Which might require some explanation. When Owen visited Vanessa in San Francisco earlier in 2014, he distributed a number of Panini World Cup Football Stickers across the city, knowing I would be around later to collect them. He produced the above clues to assist my search.


The next day, we met up with Sam's family who were also visiting San Francisco for the weekend.


We had lunch at Umami Burger for the singular reason that, judging by the logo in one of the clues, I expected to find a football sticker hidden there. A happy byproduct of this decision was some absolutely phenomenal burgers.


The corner depicted in the clue was immediately visible as we entered the restaurant and sure enough, Víctor Bernárdez was tucked away underneath looking exactly as stern as I'd hoped.


The next sticker - depicted by the clue featuring a heart sculpture with a plane painted on it - was close to Umami though much harder to find. We asked several people on the street if they recognized the heart sculpture, including an elderly postman, but no one cooperated. Eventually Sam spotted it behind some greenery.


Weathering had fused Cesc Fabregas to the underside of the sculpture and when I tried to peel him off, he began to tear. Out of respect for Cesc, I made the difficult decision to leave him behind.

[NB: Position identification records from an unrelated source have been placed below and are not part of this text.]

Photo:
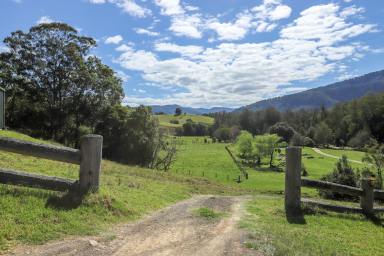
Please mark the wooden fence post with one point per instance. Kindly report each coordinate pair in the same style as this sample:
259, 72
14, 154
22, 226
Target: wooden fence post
90, 166
366, 200
293, 181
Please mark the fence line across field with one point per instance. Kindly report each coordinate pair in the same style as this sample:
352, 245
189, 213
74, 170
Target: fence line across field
294, 182
88, 157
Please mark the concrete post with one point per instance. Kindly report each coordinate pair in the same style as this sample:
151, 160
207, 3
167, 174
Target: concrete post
90, 166
293, 181
367, 199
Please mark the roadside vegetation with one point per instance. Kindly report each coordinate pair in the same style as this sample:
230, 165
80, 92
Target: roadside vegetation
324, 233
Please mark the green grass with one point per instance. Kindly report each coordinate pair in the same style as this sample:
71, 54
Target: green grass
31, 216
165, 120
351, 154
20, 136
209, 160
208, 213
324, 233
196, 158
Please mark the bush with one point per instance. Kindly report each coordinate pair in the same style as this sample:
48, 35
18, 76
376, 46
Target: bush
360, 139
304, 171
284, 130
342, 174
297, 140
130, 136
244, 144
308, 142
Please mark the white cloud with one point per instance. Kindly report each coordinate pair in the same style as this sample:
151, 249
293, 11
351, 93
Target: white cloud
232, 31
97, 1
114, 39
128, 6
44, 19
352, 10
139, 90
230, 74
146, 32
123, 76
188, 50
124, 48
272, 10
3, 48
325, 23
191, 8
170, 7
261, 18
187, 25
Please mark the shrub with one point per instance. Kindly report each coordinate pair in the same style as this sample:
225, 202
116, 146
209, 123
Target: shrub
342, 174
360, 139
297, 140
174, 121
304, 171
244, 144
323, 134
284, 130
308, 142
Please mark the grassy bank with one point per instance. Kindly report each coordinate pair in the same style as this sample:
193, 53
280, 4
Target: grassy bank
323, 233
165, 120
127, 193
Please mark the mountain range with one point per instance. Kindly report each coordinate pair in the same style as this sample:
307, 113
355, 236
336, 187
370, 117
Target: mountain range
326, 96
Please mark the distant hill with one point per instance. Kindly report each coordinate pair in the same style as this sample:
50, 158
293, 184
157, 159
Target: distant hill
326, 96
170, 109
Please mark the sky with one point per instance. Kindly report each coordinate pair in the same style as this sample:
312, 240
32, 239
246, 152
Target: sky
206, 53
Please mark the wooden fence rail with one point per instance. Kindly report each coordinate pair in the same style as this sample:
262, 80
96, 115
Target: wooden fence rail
88, 157
242, 170
294, 182
324, 185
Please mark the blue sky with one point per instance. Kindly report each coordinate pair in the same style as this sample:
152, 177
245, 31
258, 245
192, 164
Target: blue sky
218, 52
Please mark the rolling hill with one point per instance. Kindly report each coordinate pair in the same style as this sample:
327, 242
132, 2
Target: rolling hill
326, 96
170, 109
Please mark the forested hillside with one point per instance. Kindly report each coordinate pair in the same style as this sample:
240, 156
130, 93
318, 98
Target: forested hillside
326, 96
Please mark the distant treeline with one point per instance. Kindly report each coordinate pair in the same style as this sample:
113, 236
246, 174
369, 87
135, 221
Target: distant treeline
56, 89
357, 123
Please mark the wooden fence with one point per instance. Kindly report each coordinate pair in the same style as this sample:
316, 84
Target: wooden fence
88, 157
294, 182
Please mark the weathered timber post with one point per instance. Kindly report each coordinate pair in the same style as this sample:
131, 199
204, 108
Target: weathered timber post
90, 166
366, 200
293, 182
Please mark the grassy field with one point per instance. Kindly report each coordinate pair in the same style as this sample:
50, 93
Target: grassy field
165, 120
351, 154
323, 233
209, 160
127, 193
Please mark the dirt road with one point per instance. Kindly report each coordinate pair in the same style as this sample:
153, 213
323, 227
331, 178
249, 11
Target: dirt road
176, 230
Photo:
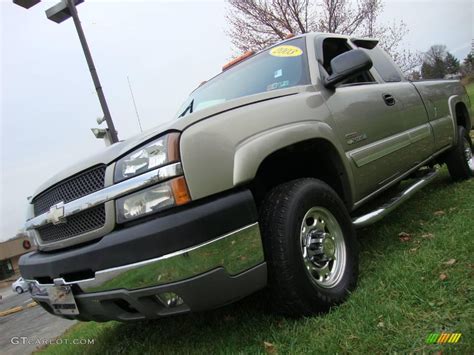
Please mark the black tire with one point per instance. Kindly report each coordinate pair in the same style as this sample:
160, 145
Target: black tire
457, 158
293, 289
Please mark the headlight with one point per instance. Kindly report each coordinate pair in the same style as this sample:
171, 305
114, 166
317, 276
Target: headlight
153, 199
161, 151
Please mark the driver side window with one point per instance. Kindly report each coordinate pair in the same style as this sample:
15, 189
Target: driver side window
332, 47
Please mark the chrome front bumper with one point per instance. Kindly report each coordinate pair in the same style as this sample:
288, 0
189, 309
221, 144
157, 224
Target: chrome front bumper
173, 280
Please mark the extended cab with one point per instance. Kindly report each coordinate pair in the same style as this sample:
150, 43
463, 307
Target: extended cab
257, 182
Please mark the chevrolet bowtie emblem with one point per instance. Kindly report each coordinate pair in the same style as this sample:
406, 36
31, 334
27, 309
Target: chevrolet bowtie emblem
56, 214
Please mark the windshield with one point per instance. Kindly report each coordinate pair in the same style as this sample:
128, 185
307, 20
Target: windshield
282, 66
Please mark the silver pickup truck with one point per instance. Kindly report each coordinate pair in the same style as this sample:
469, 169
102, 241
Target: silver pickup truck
257, 182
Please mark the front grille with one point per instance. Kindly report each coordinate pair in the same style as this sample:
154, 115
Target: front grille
77, 186
75, 225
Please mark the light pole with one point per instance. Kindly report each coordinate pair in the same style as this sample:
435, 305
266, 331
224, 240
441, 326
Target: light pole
60, 12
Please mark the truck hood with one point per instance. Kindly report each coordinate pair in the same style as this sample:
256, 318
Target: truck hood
115, 151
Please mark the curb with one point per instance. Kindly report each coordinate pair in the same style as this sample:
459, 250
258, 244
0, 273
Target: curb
11, 311
17, 309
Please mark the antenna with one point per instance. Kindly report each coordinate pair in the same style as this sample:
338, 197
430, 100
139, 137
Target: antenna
134, 104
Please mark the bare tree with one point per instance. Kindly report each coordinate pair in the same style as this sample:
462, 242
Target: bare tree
256, 24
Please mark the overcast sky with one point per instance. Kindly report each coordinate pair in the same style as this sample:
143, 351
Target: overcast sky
48, 103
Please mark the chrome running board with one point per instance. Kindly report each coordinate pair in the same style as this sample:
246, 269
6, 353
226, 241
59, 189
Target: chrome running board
376, 215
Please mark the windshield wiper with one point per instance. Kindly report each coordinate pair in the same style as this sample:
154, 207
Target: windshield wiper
189, 108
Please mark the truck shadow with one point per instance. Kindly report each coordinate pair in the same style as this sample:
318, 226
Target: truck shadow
235, 324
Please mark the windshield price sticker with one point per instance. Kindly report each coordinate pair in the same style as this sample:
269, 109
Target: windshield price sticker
286, 51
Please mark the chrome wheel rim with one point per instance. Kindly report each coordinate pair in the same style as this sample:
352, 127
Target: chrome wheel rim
468, 154
322, 247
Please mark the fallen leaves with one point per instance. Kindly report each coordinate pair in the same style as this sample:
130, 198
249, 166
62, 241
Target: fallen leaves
269, 348
427, 236
443, 276
404, 237
450, 262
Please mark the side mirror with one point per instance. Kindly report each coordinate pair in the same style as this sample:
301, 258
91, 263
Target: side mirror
347, 65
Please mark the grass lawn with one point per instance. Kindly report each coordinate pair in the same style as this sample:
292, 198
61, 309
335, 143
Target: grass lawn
409, 287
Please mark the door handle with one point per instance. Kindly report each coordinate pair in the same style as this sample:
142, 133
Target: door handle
389, 99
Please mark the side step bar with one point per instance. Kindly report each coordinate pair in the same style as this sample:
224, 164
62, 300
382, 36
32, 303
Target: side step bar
382, 211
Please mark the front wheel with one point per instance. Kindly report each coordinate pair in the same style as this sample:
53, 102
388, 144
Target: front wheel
460, 160
310, 247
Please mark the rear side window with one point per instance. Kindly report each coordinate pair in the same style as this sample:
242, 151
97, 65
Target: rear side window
384, 65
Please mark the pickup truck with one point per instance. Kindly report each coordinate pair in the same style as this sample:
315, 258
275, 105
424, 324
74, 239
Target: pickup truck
257, 182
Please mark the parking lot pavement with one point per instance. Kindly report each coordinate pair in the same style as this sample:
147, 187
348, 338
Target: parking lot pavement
34, 324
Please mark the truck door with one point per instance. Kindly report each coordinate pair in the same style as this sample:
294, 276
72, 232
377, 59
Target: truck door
376, 122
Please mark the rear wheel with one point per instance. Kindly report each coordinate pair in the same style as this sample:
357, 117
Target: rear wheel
460, 160
310, 247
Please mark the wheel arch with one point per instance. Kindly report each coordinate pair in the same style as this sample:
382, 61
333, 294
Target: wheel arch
306, 149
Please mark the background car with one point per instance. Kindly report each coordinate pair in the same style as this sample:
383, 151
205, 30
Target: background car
20, 286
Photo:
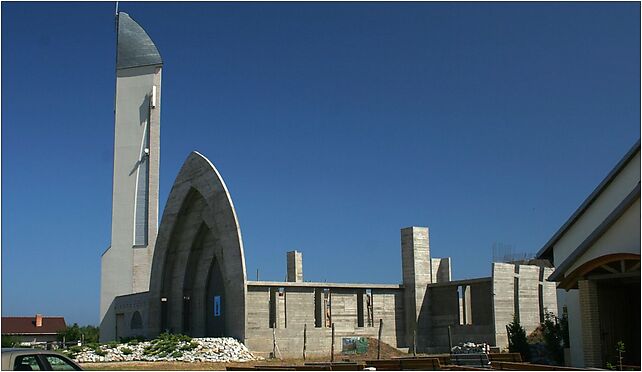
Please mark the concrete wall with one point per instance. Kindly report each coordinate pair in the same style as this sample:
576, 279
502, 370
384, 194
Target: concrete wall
529, 278
416, 274
503, 300
445, 312
529, 311
127, 306
295, 266
440, 270
387, 305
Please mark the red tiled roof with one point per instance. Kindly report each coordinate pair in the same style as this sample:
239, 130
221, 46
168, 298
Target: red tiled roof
27, 325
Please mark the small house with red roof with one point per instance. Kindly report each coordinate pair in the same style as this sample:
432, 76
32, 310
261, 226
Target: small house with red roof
33, 328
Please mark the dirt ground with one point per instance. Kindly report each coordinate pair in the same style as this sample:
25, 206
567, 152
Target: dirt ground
387, 352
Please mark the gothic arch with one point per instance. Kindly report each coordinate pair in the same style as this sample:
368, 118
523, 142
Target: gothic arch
198, 262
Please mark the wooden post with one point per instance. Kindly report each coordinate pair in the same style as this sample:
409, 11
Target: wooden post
332, 347
305, 338
414, 342
379, 339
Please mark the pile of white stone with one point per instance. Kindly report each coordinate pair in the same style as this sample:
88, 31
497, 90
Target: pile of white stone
222, 349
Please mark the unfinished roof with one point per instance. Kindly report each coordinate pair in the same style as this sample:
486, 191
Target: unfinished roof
135, 48
547, 251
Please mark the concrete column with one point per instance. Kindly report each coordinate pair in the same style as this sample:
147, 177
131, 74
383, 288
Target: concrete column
295, 266
590, 324
416, 272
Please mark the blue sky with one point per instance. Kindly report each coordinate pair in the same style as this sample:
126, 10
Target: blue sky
333, 124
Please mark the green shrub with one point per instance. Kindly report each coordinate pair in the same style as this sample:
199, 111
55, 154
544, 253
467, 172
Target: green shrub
517, 339
553, 338
76, 349
99, 352
112, 344
191, 346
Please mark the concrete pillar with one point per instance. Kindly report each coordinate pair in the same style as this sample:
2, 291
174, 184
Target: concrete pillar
295, 266
590, 324
416, 272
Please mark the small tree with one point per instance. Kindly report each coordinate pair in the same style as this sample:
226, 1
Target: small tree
553, 337
517, 339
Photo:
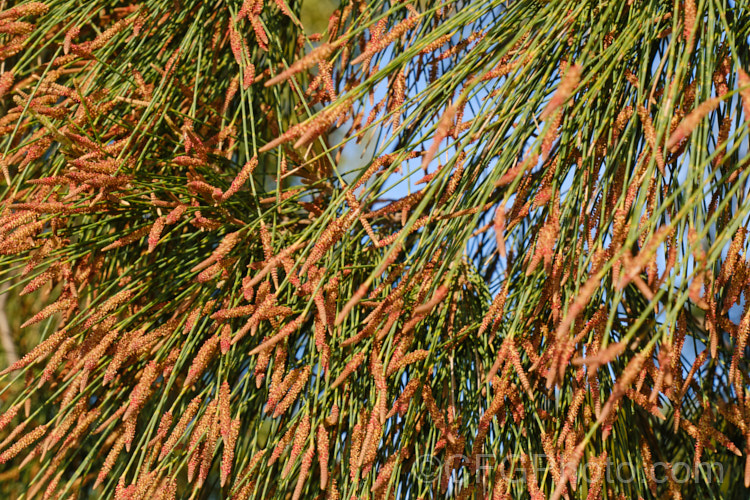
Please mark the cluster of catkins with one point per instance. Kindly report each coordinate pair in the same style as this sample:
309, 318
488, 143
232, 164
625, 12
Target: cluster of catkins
230, 304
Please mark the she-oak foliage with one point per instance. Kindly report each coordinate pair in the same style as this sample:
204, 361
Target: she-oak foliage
542, 251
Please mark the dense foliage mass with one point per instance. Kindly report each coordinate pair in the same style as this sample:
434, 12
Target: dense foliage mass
265, 263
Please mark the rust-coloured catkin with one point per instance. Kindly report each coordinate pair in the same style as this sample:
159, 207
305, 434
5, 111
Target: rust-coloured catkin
110, 460
22, 443
294, 392
300, 438
40, 351
323, 445
201, 360
179, 429
316, 55
209, 447
155, 233
230, 440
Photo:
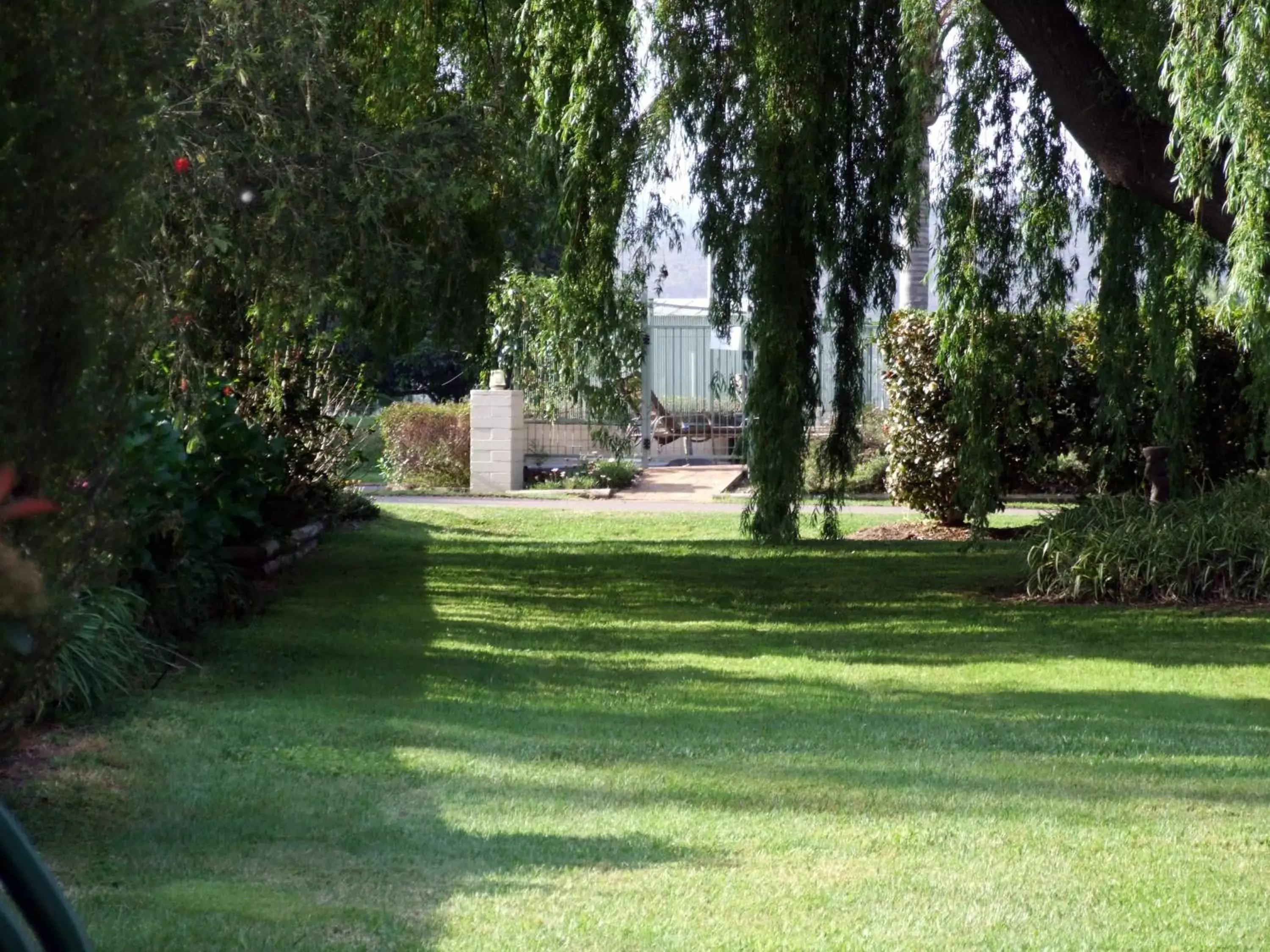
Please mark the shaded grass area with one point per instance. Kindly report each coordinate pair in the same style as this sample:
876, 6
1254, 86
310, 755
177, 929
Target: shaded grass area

After lunch we visited the cable car museum. These eight giant electric motors drive the network of steel cables which move below the surrounding streets. Unpowered cars grip and release the constantly moving cable to accelerate and decelerate as necessary. It's the most elaborate, expensive system of transport which the motorcar should have displaced years ago but somehow hasn't.


San Francisco's crazy gradients make for some cool photo opportunities.


The Musée Mécanique is a collection of antique, coin-operated arcade machines. Some are better than others and you never quite know what effect your 25 cents will have. In the case of "The Opium Den", it causes the figures to convulse erratically while skeletons appear and disappear in the surrounding windows, which is probably close to the experience of taking real opium.


The clue for the fifth and final sticker referenced a particular bench near the giant Christmas tree outside Macy's. My heart sank when we discovered the benches had since been blockaded by metal barriers and guarded by an evil man.


We hopped the barriers and quickly set about frisking each bench, eventually pinpointing Toni Kroos just as the security guard approached to tell us off. It was a Kroos call.